After beating Christopher Yoo in the first round of the U.S. Championship in St. Louis, Niemann was asked Wednesday to address the “elephant in the room” during a post-match interview with the Saint Louis Chess Club.

“This game is a message for everyone,” he said in his first public comments since the Chess.com report was published. “It all started with me saying, ‘Chess speaks for itself,’ and I think this game speaks for itself and showed the chess player that I am.”

Niemann said the game “also showed that I won’t back down and play my best chess here no matter how much pressure I’m under and that’s all I have to say about this game. And you know, “chess speaks for itself. That’s all I can say.”

When the interviewer tried to ask another question, Niemann cut him off.

“I’m sorry, that’s all,” he said. “You can leave that to your own interpretation, but thank you. That’s it. That’s all I’d like to say, because it was such a beautiful game that I don’t even need to describe it.

Niemann admitted to cheating in the past

Chess.com’s findings were first reported by The Wall Street Journal.

The site’s cheat detection system tracks player performance and time usage, and it compares the moves a player makes to the moves a chess engine would make, among other things, according to the report.

The day after the game against Carlsen, the site informed Niemann that his invitation to the Chess.com World Championship had been revoked, as had his access to the site, according to the report.

The report said the decision was made “based on our experience with him in the past, growing suspicions among top players and our team as to his rapid rise in the game, the bizarre circumstances and explanations for his victory over Magnus, as well as Magnus’ unprecedented experience. Withdrawal.”

In an interview last month with the Saint Louis Chess Club, Niemann admitted to cheating in an online tournament when he was 12 and in an unranked game when he was 16 which he described as an “absolutely ridiculous mistake”.

“After that, other than when I was 12, I never, ever in my life cheated in an overboard game, in an online tournament,” he said. “I tell my truth because I don’t want any misrepresentation.
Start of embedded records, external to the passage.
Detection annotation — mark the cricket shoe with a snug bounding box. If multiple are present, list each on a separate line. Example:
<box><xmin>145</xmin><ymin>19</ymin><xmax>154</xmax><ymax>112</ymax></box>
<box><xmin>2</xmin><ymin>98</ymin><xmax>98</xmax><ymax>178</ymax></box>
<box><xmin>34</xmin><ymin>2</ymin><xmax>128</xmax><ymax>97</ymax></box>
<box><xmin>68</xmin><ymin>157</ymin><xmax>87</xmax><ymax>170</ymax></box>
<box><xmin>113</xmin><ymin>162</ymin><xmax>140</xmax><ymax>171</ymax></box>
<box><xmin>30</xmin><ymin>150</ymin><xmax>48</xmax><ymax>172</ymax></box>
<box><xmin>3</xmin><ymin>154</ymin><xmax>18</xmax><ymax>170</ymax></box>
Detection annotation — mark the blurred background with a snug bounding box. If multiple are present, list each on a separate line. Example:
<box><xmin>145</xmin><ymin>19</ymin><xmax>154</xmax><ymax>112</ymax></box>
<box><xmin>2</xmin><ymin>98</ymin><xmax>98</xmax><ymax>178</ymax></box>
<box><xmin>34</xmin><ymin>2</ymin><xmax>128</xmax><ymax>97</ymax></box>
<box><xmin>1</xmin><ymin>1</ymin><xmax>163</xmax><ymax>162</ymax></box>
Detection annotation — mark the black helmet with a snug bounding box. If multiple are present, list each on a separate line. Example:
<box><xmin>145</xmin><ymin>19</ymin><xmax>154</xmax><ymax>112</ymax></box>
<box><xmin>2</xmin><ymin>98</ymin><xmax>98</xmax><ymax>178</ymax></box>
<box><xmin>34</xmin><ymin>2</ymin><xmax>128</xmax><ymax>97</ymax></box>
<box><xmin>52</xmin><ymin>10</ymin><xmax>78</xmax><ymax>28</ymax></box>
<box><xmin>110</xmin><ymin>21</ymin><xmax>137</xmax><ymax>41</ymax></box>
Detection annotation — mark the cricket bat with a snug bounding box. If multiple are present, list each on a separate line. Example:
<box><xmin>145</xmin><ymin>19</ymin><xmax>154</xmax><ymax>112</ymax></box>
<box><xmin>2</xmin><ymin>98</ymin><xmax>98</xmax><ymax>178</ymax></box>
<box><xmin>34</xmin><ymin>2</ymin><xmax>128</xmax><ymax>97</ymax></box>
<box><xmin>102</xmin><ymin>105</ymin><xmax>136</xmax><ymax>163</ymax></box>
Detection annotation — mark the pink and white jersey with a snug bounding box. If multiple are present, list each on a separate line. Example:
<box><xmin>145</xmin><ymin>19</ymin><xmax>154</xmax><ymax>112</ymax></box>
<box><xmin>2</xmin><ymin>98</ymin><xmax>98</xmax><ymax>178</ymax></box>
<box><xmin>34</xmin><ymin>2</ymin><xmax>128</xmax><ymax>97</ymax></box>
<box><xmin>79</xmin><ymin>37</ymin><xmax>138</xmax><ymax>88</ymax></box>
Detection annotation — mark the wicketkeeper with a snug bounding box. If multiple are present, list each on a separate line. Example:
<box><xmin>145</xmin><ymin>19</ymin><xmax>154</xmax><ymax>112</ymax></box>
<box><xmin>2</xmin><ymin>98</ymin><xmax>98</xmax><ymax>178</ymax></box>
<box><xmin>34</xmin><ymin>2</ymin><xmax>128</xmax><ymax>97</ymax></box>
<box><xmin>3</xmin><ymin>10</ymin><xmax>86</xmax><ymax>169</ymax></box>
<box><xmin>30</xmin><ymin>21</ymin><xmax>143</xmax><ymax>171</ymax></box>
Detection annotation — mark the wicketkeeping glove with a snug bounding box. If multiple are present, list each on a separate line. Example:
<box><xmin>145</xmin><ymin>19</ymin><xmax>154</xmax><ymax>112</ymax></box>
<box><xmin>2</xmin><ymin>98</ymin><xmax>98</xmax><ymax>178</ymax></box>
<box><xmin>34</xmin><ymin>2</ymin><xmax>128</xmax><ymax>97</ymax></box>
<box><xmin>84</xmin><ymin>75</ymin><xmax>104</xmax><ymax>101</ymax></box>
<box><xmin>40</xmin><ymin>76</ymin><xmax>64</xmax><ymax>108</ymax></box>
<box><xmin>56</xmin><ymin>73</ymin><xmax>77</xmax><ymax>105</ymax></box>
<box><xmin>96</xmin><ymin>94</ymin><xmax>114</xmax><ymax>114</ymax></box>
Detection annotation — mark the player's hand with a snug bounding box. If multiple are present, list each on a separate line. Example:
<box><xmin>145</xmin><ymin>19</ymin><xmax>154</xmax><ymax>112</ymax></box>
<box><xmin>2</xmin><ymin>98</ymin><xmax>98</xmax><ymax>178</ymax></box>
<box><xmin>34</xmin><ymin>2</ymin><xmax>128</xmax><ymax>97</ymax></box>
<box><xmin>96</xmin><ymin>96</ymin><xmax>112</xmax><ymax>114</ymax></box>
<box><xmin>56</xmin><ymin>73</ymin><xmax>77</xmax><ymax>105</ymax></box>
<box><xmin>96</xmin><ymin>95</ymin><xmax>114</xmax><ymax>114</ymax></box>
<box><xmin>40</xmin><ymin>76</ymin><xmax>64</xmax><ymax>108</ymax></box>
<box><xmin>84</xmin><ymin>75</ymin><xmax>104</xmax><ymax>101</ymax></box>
I am proud of myself to have learned from this mistake.

“Now I’ve given everything to chess,” he added.

Last week, the International Chess Federation said its Fair Play Committee had formed a panel to investigate Carlsen’s claims that Niemann had cheated, and Niemann’s own statement about online cheating.

Hans Niemann during the ninth round of the Sinquefield Cup.
Lennart Ootes / Chess Grand Tower

A prior ban

The Chess.com report pointed out that the site banned Niemann two years ago after suspecting him of cheating at events and matches. In a phone call with the site’s chess director, Niemann reportedly confessed to cheating and told his followers on the Twitch streaming platform that he was closing his account.

In screenshots of messages from November 2020 included in the report, Niemann appears to ask the official, Danny Rensch, if he could make an exception to the ban and allow him to play in the upcoming US Chess Qualifiers.

Rensch refuses, saying the site can’t risk it participating in such a high-profile event. He would be allowed to resume some games in January 2021, Rensch says, according to the screenshot.

“It’s more than fair and I really appreciate you trusting me and giving me this chance,” Niemann appears to say in the posts. “I also agree and I don’t think I should play.”

In last month’s Saint Louis Chess Club interview, Niemann said he was grateful to Rensch for handling the previous ban privately and giving him a chance to redeem himself. But he said Chess.com was now jumping on Carlsen’s innuendo after their match.

“I think it’s completely unfair, it’s a targeted attack, and if you look at my games, it has nothing to do with my games,” he said in the interview. “They only did this because of what Magnus said.”